Sorry for the thread drift P the K. NRS owners speak up please.


----------



## suzannetheotter (Aug 6, 2010)

I've guided both NRS and Hyside boats for different companies, I like both boats, but I think Hysides stay nicer longer- haven't seen the seems fray on a 5 year-old hyside but have on an NRS, and I like the pin thwart system more on the Hysides than the flat plastic tab thing on the NRS -which always dug into my shin and seemed kinda rickety.


----------



## Trout Hunter (Jun 4, 2013)

*thread hijack*

Sorry for the prior thread tangent. Newbie mistake.


----------



## Paul the Kayaker (Nov 7, 2004)

Hijacked thread... HAHA just kidding, the extra responses boosted it back to the top of the home portal deal so its all good. 
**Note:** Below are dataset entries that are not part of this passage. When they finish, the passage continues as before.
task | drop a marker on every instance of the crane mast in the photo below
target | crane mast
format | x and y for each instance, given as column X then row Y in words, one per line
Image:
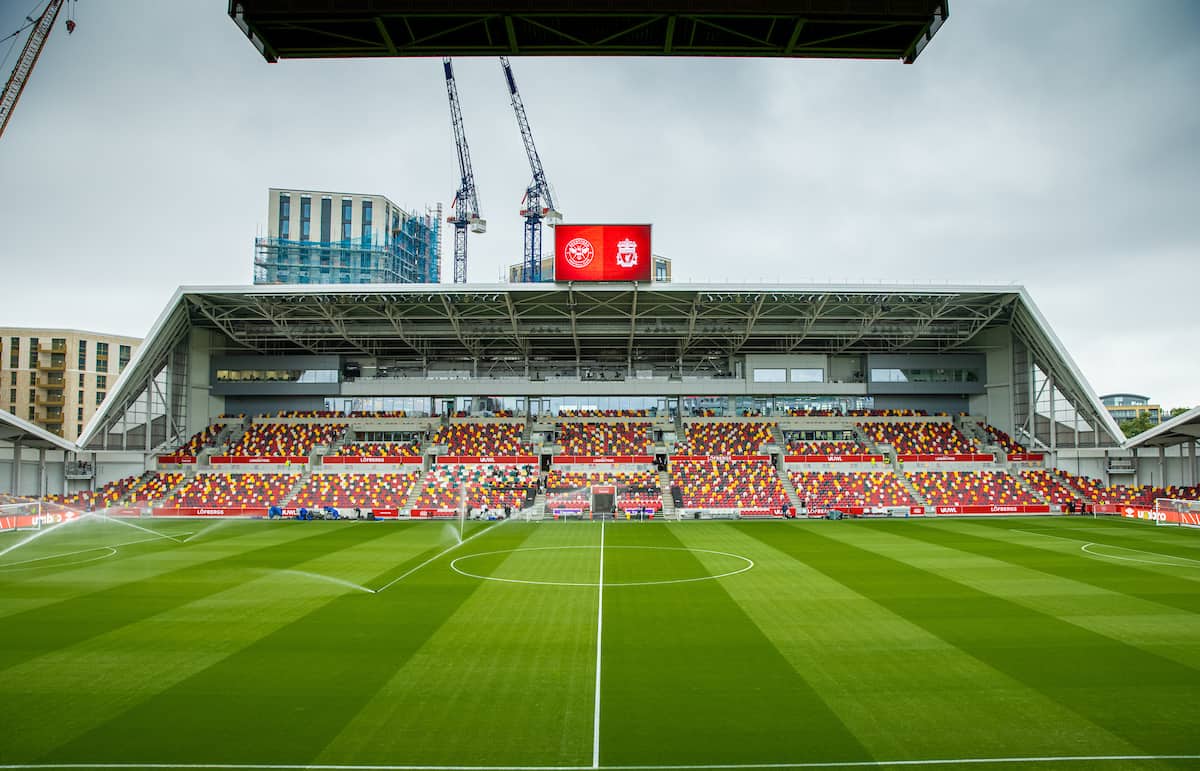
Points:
column 466, row 202
column 539, row 201
column 27, row 60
Thanks for your input too on NRS. I feel similar, that maybe hyside has nicer longevity, even if NRS are tougher... Maybe I am making that up, but the handles and little round rubber pads on the bottom of NRS E series always seem to be breaking and peeling off, simple fix though, the actual construction of an NRS e series is bomb proof from what I have seen, they simply never leak even if they look like they should be put to rest.... The handle situation is redic though, that easy carry handle they have is no easier to carry than a normal webbing handle, and the stupid plastic pipe inside the webbing is cutting through every handle I have ever seen. Handles are cheap to replace, replace with standard webbing I would say. 

Anyway, that's a known issue though, more concerned with the bottom of the boat, does NRS actually have more protection down there or not? 

More opinions would be great! Sorry to leave all you other brand people out, but I am a hapalon guy, no PVC boats for me, its really only NRS or Hyside that interest me, if outfitters trust them to be on the river every day getting trashed by rookie guides and 10 loads of Texans(sorry gross overgeneralization) then it will be good enough for me and the next 30 years hopefully!


----------



## RockyMountainMan (May 5, 2010)

Don't know too much about the hysides - but my 2011 14' NRS E series, that I unfortunately just sold, was very, very well made and had no issues whatsoever. The 10 year warranty was reassuring as well..


----------



## Paul the Kayaker (Nov 7, 2004)

Why did you sell it? And do you mind me asking what you got for it?


----------



## RockyMountainMan (May 5, 2010)

I sold her because I have a two year old now, and the boat was spending too much time on dry land getting 303'd - she needed to get on the river more. When you love something, set it free right? Price was very fair for me and the buyer - was a package with trailer deal.. 

- Fear not, I replaced it with a 14' SOAR canoe that is way more portable so I can get out for quick jaunts instead of the 7+ hours it seems to always eat up with a 14' raft, even on the most efficient local day trips, leaving wife disgruntled since we are not into having him on the boat yet and I am of no help when on the river, or even when I get back half the time due to beer, leaving wife downright ornery. I do plan to move back into a 14' boat when my boy is a little older, when we can all enjoy it on a regular basis as a family unit..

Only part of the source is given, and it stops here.